An increase in bacterial richness could be particularly beneficial for gastrointestinal problems such non-alcoholic steatohepatitis or IBD which is characterised by decreased bacterial richness, lower vitamin D levels, and an overgrowth of pathogens [17, 50, 6468]. Studies have reported beneficial effects of a vitamin D treatment in IBD patients [69] which could be to some extent due to the restoration of gut microbiome homoeostasis indicated by a reduction in opportunistic pathogens such as Enterobacteriaceae, which belong to the class of Gammaproteobacteria [17, 6567, 70]. 16S rRNA amplicon sequencing as used in our study yields only relative abundances which cannot be used to differentiate between an increase in Bacteroidia and a decrease in Gammaproteobacteria. We assume that a decrease in Gammaproteobacteria is more likely because we found a decrease in several genera of Gammaproteobacteria, whereas no single genus of Bacteroidia was significantly altered after 8 weeks of vitD3 supplementation.
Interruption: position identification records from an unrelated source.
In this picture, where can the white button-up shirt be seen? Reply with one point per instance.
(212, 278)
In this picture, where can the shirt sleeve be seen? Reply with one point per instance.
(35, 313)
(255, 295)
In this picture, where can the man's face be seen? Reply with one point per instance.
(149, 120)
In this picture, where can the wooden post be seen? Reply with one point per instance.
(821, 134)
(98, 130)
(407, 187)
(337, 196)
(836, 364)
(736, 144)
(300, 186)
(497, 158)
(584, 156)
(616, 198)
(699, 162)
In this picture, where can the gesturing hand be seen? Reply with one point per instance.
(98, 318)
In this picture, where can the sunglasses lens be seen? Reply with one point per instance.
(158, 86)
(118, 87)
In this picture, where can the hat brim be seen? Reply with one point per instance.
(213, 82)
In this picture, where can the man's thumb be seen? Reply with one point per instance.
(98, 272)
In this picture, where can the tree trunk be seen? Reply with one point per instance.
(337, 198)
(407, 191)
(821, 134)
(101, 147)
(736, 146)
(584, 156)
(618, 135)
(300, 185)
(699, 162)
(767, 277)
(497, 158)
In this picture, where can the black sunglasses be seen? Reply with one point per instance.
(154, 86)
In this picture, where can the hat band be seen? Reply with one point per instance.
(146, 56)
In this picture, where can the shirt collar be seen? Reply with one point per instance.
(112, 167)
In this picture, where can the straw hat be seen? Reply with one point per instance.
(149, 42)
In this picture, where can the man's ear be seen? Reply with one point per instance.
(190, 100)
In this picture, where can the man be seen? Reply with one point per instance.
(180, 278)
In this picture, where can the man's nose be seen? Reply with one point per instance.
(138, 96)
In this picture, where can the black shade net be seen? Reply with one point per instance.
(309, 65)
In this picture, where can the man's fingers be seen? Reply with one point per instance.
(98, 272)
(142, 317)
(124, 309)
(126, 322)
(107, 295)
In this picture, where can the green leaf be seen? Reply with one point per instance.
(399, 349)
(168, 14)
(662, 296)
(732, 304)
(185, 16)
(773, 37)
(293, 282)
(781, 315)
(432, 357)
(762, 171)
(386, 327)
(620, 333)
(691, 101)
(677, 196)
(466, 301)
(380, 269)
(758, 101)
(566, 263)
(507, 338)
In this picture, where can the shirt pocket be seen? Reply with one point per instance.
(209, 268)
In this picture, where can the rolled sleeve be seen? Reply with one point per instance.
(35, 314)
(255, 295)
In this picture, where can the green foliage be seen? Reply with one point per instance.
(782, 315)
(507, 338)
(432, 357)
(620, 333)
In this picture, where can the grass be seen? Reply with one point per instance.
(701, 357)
After vitD3 supplementation, we also found a decrease in overall abundance of Helicobacter spp. in the H. pylori-positive subgroup where approximately 90 % of all bacteria in the stomach were classified as Helicobacter spp. These are the first data to describe an effect of vitD3 on H. pylori infections and support the finding that CYP27B1 knockout mice which cannot produce calcitriol show a significantly higher relative abundance of Helicobacteriaceae compared to wild-type mice [37]. In these knockout mice, a calcitriol supplementation successfully decreased Helicobacteriaceae levels. The relevant role of vitD3 in H. pylori infections is also supported by the finding that H. pylori itself induces increased expression of the VDR [71].
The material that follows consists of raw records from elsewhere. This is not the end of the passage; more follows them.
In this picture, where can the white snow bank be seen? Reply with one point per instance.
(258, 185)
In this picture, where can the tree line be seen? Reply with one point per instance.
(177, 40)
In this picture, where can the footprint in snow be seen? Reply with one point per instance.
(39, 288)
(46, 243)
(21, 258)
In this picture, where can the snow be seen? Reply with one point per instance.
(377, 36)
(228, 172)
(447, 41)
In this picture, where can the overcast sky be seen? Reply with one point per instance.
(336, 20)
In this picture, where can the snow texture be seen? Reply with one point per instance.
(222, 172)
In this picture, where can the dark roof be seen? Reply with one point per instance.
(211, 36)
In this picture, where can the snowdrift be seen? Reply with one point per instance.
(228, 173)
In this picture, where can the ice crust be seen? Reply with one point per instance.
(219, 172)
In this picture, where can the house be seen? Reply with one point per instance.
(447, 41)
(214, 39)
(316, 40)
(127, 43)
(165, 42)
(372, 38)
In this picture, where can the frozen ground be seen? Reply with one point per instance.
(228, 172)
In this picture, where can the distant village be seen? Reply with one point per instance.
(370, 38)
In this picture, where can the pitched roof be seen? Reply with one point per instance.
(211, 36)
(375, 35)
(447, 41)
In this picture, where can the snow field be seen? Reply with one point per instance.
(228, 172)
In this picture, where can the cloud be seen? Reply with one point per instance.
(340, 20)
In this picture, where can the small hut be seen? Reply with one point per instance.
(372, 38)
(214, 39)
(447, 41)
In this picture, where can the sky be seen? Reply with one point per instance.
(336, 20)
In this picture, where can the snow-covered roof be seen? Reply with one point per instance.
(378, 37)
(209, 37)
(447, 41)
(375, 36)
VitD3 dosing in our study was above currently recommended dosing for vitamin D supplementation [72] and resulted in mean vitamin D levels of 55.2 ng/mL. The safety of such a high vitamin D supplementation has previously been reported [73]. We did not observed any adverse effects and no safety parameters, including serum and urine calcium and phosphate were significantly changed during 8 weeks of a high-dose vitD3 supplementation. At present, it is not advised to generally administer such high vitD3 doses for longer time periods in humans. Randomized intervention long-term trials are needed to evaluate the risks and benefits of such high vitD3 doses for human health, because this dose is not what the international guidelines state as recommended daily allowance. One limitation of our study is the relatively small sample size mainly because of the invasive procedures. Despite the relatively small study cohort and a high degree of inter-individual variation of the intestinal microbiome, we were able to observe a significant modulatory effect of vitD3 in the upper GI tract.

Conclusion

The marked reduction in Gammaproteobacteria, which include typical opportunistic pathogens and the increase in phylotype richness, supports the beneficial effect of a high-dose vitD3 supplementation on the human gut microbiome. This might in part explain the effects of a vitamin D-rich diet on IBD or bacterial infections and encourage studying the effects of vitamin D in these patients. The fact that the vitamin D effect on the microbiome was only evident in the upper GI tract should guide future microbiome studies in humans to also assess the upper GI tract in addition to stools and colonic mucosal samples.